For the first time, photosensitivity was found to increase along with increasing the Se content in CdS_1−xSe_x for polycrystalline CdS_1−xSe_x films, obtained by screen printing, activated in optimized heat treatment modes (annealing for 25 min at 820 K and cooling). Additionally, the best photoelectric parameters are achieved when the average grain size is- 5–7 mcm; the density of grain boundaries is 2.5 × 10⁻² mcm⁻¹; the uniform grain size distribution is 5 mcm ≥ Full Width Full Height (FWFH) ≤ 10 mcm; and there is the presence of an oxidized layer (CdSO₄ and/or CdSeO₃) that is 2–3 monolayers thick on the grain surface. It is obvious that during thermal activation, the crystallites of the films are oxidized, as a result of which an oxide phase barrier is formed on their surface, which is a semiconductor whose parameters can be controlled by optimizing the temperature range of treatment and the gas medium composition, as well as the composition of the applied pastes.

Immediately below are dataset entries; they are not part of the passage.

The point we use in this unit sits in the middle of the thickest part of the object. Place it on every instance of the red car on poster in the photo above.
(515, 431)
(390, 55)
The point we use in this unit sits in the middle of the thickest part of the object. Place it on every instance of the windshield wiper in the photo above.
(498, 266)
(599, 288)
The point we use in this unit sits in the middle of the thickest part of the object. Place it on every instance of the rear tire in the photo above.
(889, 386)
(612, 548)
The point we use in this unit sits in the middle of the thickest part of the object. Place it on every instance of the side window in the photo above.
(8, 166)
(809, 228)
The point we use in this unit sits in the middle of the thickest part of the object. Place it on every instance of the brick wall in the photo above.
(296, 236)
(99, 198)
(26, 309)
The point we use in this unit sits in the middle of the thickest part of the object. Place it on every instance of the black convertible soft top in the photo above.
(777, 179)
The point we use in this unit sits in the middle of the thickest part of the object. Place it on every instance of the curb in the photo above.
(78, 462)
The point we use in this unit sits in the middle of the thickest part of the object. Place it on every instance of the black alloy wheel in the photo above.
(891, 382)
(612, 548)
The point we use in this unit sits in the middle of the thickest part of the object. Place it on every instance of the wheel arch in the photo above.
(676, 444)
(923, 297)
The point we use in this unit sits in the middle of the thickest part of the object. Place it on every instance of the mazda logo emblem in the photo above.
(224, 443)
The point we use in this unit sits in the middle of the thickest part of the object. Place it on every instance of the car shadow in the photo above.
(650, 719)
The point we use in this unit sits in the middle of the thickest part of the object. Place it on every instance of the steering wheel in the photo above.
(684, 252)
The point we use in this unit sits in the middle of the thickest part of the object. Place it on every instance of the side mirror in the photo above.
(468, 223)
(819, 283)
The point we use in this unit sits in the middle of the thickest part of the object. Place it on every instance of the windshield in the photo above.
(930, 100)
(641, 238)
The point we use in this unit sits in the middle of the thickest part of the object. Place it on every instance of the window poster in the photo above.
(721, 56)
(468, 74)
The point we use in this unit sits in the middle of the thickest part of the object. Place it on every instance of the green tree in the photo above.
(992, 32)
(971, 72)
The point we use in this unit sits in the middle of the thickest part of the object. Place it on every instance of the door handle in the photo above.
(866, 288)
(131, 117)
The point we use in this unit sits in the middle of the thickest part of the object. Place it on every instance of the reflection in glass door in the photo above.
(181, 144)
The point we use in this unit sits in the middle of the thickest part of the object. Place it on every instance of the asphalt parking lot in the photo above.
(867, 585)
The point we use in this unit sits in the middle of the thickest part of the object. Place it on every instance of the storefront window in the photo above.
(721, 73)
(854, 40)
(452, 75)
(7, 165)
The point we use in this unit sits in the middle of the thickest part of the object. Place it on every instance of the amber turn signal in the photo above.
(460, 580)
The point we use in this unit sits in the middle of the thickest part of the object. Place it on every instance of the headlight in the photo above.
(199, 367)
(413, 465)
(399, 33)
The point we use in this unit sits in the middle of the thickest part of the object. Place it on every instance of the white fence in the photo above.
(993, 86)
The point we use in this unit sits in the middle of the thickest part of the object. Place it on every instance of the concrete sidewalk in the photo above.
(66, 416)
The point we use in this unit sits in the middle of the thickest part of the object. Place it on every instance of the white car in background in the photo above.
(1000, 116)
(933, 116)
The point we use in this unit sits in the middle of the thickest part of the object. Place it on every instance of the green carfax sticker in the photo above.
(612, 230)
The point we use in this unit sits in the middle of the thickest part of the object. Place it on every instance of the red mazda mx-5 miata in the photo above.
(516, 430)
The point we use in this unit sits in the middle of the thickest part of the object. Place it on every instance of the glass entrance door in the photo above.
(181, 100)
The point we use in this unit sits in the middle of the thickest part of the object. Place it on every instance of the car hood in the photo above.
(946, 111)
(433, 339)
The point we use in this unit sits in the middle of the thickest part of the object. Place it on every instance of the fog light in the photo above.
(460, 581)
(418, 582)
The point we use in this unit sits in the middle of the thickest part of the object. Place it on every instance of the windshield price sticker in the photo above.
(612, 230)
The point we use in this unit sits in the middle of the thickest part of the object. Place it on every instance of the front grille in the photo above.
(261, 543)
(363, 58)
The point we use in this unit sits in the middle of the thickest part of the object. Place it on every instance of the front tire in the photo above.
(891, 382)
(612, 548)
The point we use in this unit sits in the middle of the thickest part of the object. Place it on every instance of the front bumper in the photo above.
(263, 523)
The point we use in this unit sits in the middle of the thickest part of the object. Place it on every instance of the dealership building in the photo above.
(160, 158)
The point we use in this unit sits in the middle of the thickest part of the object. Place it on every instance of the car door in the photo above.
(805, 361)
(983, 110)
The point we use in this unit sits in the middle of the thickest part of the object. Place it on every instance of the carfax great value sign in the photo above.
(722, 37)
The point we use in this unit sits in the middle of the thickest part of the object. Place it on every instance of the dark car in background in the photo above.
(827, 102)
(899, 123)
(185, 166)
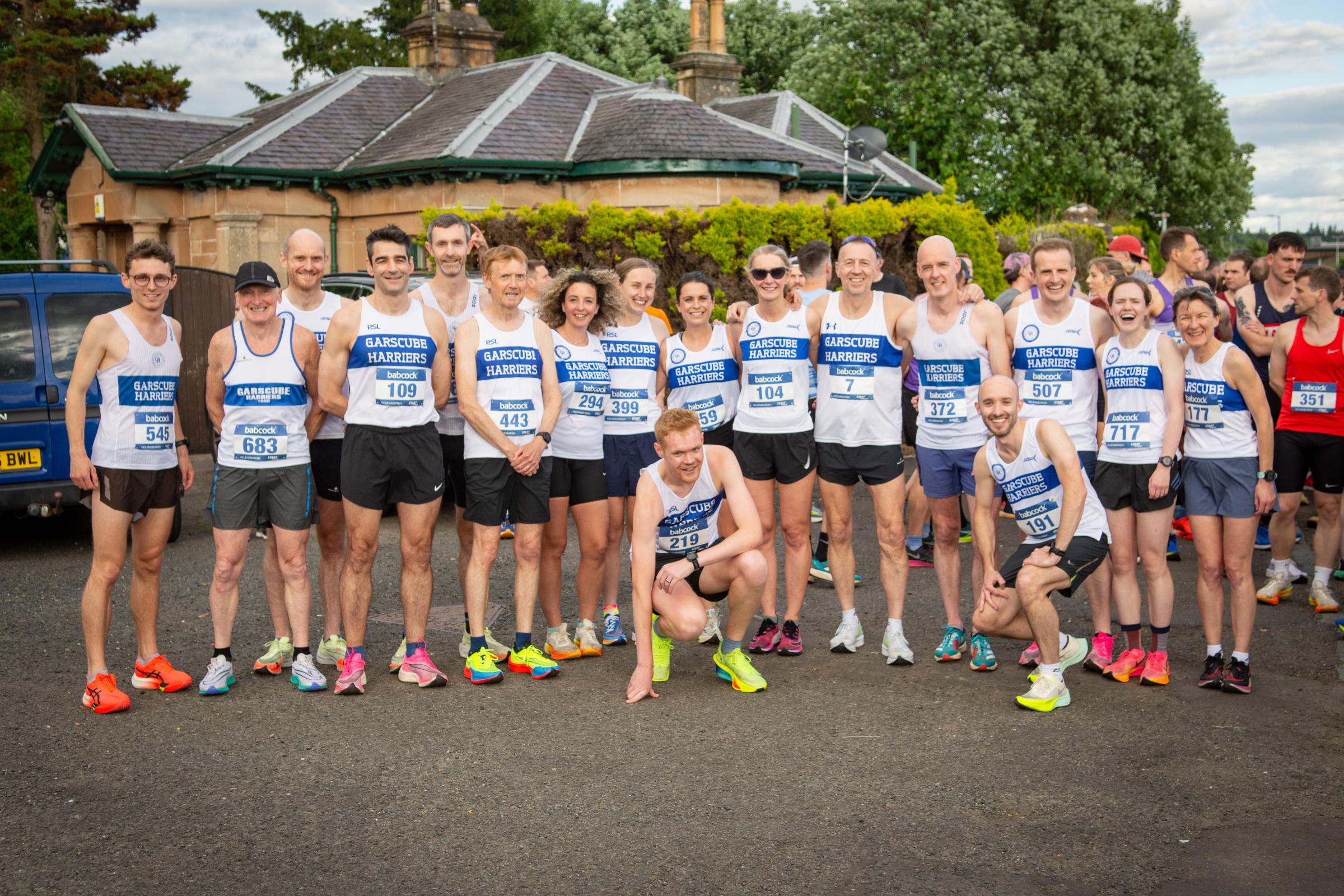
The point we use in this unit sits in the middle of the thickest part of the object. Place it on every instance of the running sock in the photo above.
(823, 553)
(1132, 636)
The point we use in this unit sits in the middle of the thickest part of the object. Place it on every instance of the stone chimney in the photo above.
(442, 38)
(707, 70)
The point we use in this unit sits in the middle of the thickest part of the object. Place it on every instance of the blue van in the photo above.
(44, 316)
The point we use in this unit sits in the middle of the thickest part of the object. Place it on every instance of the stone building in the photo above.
(452, 128)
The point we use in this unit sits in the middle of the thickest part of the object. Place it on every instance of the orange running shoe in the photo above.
(159, 675)
(102, 696)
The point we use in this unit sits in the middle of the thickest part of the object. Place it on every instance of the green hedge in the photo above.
(717, 241)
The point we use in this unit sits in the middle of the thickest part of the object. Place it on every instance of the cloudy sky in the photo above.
(1280, 65)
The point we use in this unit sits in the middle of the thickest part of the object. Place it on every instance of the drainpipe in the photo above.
(318, 189)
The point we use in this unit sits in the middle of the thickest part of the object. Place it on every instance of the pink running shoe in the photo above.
(420, 669)
(1100, 656)
(767, 637)
(791, 642)
(1126, 667)
(353, 675)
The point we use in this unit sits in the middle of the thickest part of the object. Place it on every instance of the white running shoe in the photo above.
(306, 675)
(220, 676)
(848, 637)
(711, 633)
(1046, 695)
(331, 651)
(1277, 586)
(897, 649)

The application of the polycrystalline CdS_1−xSe_x films (0 ≤ x ≤ 1) on the polycrystalline glass substrate by screen printing under the above conditions using post-thermal treatment allows reducing the weight of the item and facilitating the connection of sheet materials for solar panels, namely attaching the generating element to the substrate.

The proposed method of screen printing can provide the formation of polycrystalline films of a specified area per cycle, being able to vary their thickness from tens of microns to units, which makes it possible to reduce the thickness of a solar cell and facilitate its connection to the substrate.